Ideologia, eu quero uma pra viver
Cazuza escreveu a letra da música “Ideologia” em 1987 de maneira um tanto despretensiosa. Ele nem sabia o significado da palavra quando se pôs a escrever a letra. Foi ler no dicionário para saber. A música ficou sob a responsabilidade do seu parceiro Roberto Frejat e se tornou a faixa título do seu terceiro álbum solo.
Em meu percurso profissional, acabei não apenas lendo, mas estudando sobre ideologias. O dicionário não foi minha salvação. Quem me ajudou a entender sobre ideologias foi o Divino. Calma. Explico.
Amigo de longa data, foi o professor Divino José da Silva, da Unesp de Presidente Prudente, quem me apresentou o livro “Um mapa da ideologia”, organizado pelo filósofo Slavoj Zizek. O livro me é útil para entender o que esta acontecendo na atual disputa ideológica sobre a sala de aula na escola pública.
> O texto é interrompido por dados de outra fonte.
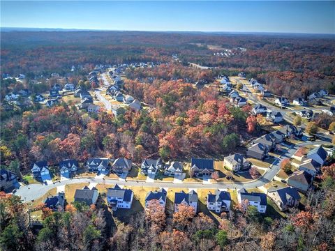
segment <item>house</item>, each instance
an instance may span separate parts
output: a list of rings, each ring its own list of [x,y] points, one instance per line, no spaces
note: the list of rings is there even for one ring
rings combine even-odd
[[[113,211],[131,208],[134,193],[130,189],[122,189],[117,184],[107,190],[107,202]]]
[[[306,171],[296,171],[288,178],[288,185],[306,192],[313,182],[313,176]]]
[[[188,193],[184,191],[176,192],[174,194],[174,212],[178,211],[178,206],[184,204],[188,206],[192,206],[194,212],[198,211],[198,194],[194,190],[191,190]]]
[[[209,177],[214,172],[214,161],[213,159],[192,158],[190,172],[197,177]]]
[[[71,172],[78,169],[78,162],[75,160],[64,160],[59,162],[59,172],[61,176],[70,178]]]
[[[166,197],[168,192],[164,188],[161,188],[158,191],[150,191],[145,197],[145,207],[147,208],[150,201],[153,199],[156,199],[159,204],[165,208]]]
[[[207,195],[207,208],[216,213],[229,211],[230,210],[230,193],[225,191],[215,191],[215,195],[209,192]]]
[[[269,150],[262,143],[256,143],[250,146],[246,151],[246,155],[248,158],[253,158],[258,160],[264,160],[267,157]]]
[[[45,98],[43,97],[43,95],[41,94],[36,94],[35,96],[35,98],[34,99],[34,102],[42,102],[45,100]]]
[[[266,134],[262,137],[260,137],[258,139],[253,142],[254,144],[261,143],[271,151],[274,149],[276,145],[276,139],[273,137],[270,136],[269,134]]]
[[[49,167],[46,161],[38,161],[33,165],[31,172],[34,178],[40,178],[42,175],[49,175]]]
[[[87,206],[94,205],[98,200],[99,192],[94,187],[89,189],[84,186],[82,189],[77,189],[75,192],[75,202],[84,202]]]
[[[293,100],[293,105],[299,106],[306,105],[307,101],[304,98],[299,98]]]
[[[269,190],[267,196],[277,205],[281,211],[288,210],[289,207],[298,206],[301,199],[298,190],[290,187]]]
[[[6,190],[17,184],[17,176],[8,170],[0,169],[0,190]]]
[[[47,106],[48,107],[52,107],[54,105],[57,105],[57,104],[58,104],[58,100],[57,98],[54,98],[54,99],[51,99],[51,100],[47,100],[45,102],[45,106]]]
[[[299,112],[298,114],[299,114],[299,116],[300,116],[301,117],[302,117],[302,118],[304,118],[304,119],[308,119],[308,120],[310,120],[311,119],[313,118],[313,111],[312,111],[312,110],[308,110],[308,111],[303,110],[303,111],[300,111],[300,112]]]
[[[74,84],[66,84],[64,85],[64,88],[63,88],[63,91],[74,91],[75,89]]]
[[[142,108],[141,102],[137,100],[135,100],[129,105],[129,107],[133,111],[138,112]]]
[[[267,119],[272,123],[280,123],[284,120],[283,114],[279,112],[270,112],[267,114]]]
[[[248,206],[257,208],[258,212],[264,213],[267,211],[267,195],[262,192],[248,192],[244,188],[237,191],[237,200],[239,204],[248,201]]]
[[[88,112],[98,113],[100,111],[100,106],[93,104],[89,104],[87,107]]]
[[[223,160],[225,167],[234,172],[245,170],[250,167],[251,163],[239,153],[235,153],[225,157]]]
[[[284,97],[279,97],[276,98],[276,100],[274,100],[274,103],[283,107],[285,107],[290,105],[290,102],[288,101],[288,100]]]
[[[134,101],[134,100],[135,100],[134,98],[133,98],[130,95],[126,95],[124,97],[124,102],[126,103],[126,104],[130,104],[130,103],[133,102],[133,101]]]
[[[323,165],[326,161],[328,153],[323,149],[322,146],[317,147],[313,150],[311,150],[307,153],[307,158],[311,158],[316,161],[320,165]]]
[[[90,158],[86,162],[90,172],[106,172],[108,171],[109,165],[108,158]]]
[[[54,211],[63,211],[65,204],[65,193],[58,192],[56,195],[45,198],[43,201],[45,207]]]
[[[308,159],[304,160],[302,164],[299,166],[299,170],[305,171],[315,177],[316,174],[319,172],[321,165],[313,159]]]
[[[183,163],[179,161],[172,161],[171,164],[164,166],[164,175],[174,176],[183,174]]]
[[[308,104],[314,105],[322,105],[322,101],[317,98],[311,98],[308,99]]]
[[[231,98],[230,102],[237,107],[241,107],[246,105],[246,98],[240,96]]]
[[[271,97],[272,93],[271,93],[270,91],[268,91],[268,90],[262,90],[260,91],[260,94],[265,97],[265,98],[268,98],[268,97]]]
[[[110,169],[117,174],[126,174],[131,170],[133,162],[131,160],[126,158],[119,158],[116,159]]]
[[[237,98],[239,97],[239,94],[237,91],[232,91],[229,94],[228,96],[230,98]]]
[[[57,89],[51,89],[50,91],[49,91],[49,96],[50,97],[54,97],[54,98],[57,98],[59,96],[59,90]]]
[[[141,174],[144,175],[156,174],[161,168],[161,160],[145,159],[141,164]]]
[[[319,91],[318,91],[318,93],[319,94],[319,96],[321,98],[327,96],[329,94],[328,91],[324,90],[324,89],[320,90]]]
[[[267,112],[267,108],[262,105],[256,105],[253,107],[251,112],[255,114],[262,114]]]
O caso é complexo e irei apenas fazer alguns comentários. Como não sou muito fã de suspense, vou direto ao ponto. O paradoxo da disputa ideológica é que mesmo o lado contrário às ideologias carrega consigo um forte peso ideológico.
A disputa do momento no campo da educação é o seguinte: estão surgindo Brasil afora grupos de interesse em defesa dos princípios da “Escola Sem Partido”. Essas pessoas querem que os professores não ensinem mais as chamadas “doutrinações” políticas e ideológicas em sala de aula. Para tanto, esses grupos querem que os estados passem leis a seu favor. O Estado do Alagoas já passou lei com base na “Escola Sem Partido”. São Paulo esta discutindo.
Mais. Eles propuseram que a Base Nacional Comum Curricular, em discussão e desenvolvimento por especialistas do MEC (Ministério da Educação), saia das mãos dos especialistas e seja colocada à aprovação pelo Congresso Nacional.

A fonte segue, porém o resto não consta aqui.